I've had this YA piece bouncing around in my head for a little while.  Vaguely, the MC is a 17 to 20 year old girl (over the course of the novel).  I already know that the novel is going to be dangerously close to the edge for YA...  Really the main difference for my more traditional work is that I plan to tone down the violent, profane, and sexual elements.  Still, I'm uncertain as to whether or not the MC is too dark for a YA novel.

The girl is a depressed bulimic orphan who was emancipated from her foster family at the beginning of the novel.  She's pretty much an outsider through the course of the story, knowing that somehow she it something less than human (unbeknownst to her, she is only half human)...  The opening scene involves her sitting in a bakery where she goes into the bathroom and begins vomiting.  When the MC walks out, the barista comes and asks her to leave, at which point the MC makes up a story about how the doctors told her that she was being pulled out remission 3 days prior and how she had just restarted chemotherapy.  The barista responds that it's not her job to take care of sick people.  The MC threatens to sue her for her violation of the American's With Disabilities Act and then walks away, considers suicide, and then decides to go and get high...  At which point a gypsy comes and says some mystical stuff to her?

Is this too dark for YA?  Please be direct if it is...  I really don't read much YA, but some of the books that I have read do include pretty dark themes.  Considering that my MC eventually walks down a path of redemption, I think I might be able to get away with more than otherwise...


----------



## Heliotrope (Mar 4, 2016)

I think it could be ok if handled in a certain way. I suggest you check out a book called "the barcode tattoo" which is a ya novel about government tracking and starts off with a fairly grisly suicide of a teenage girls father. The themes are deep but not gratuitous.


----------



## AndrewLowe (Mar 4, 2016)

Heliotrope said:


> I think it could be ok if handled in a certain way. I suggest you check out a book called "the barcode tattoo" which is a ya novel about government tracking and starts off with a fairly grisly suicide of a teenage girls father. The themes are deep but not gratuitous.
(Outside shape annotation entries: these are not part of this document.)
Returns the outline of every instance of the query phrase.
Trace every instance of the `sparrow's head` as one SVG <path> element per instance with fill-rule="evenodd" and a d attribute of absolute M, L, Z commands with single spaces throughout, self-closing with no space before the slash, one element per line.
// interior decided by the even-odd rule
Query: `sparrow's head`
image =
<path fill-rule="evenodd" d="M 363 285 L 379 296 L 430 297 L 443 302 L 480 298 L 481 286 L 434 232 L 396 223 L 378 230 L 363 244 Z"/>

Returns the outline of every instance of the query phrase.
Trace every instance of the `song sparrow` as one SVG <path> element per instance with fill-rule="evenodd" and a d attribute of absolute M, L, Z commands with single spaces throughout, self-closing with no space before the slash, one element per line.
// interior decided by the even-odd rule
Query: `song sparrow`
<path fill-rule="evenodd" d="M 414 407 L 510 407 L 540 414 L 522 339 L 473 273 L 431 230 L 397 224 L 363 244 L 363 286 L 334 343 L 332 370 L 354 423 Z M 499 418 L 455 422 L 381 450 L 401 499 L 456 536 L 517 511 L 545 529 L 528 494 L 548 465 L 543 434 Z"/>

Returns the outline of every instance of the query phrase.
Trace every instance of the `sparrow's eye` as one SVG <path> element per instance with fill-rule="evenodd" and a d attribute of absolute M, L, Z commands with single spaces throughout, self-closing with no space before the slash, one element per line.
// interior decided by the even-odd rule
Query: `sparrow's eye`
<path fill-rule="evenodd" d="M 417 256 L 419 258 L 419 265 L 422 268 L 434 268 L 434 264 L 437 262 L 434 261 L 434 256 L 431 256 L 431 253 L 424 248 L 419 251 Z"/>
Thank you   I'll check it out!


----------



## WooHooMan (Mar 4, 2016)

If I looked at the back of a book and saw that the main character was a depressed, bulimic young adult girl, that would honestly turn me off of the book.

Also, I would probably not have a lot of sympathy for a character who vomits in a public restroom, bitches at someone trying to do their job, lies about having a serious illness, threatens to sue an establishment that didn't do anything, considers suicide and then decides to do drugs all over the course of one scene.
That's how you're _introducing_ the character.  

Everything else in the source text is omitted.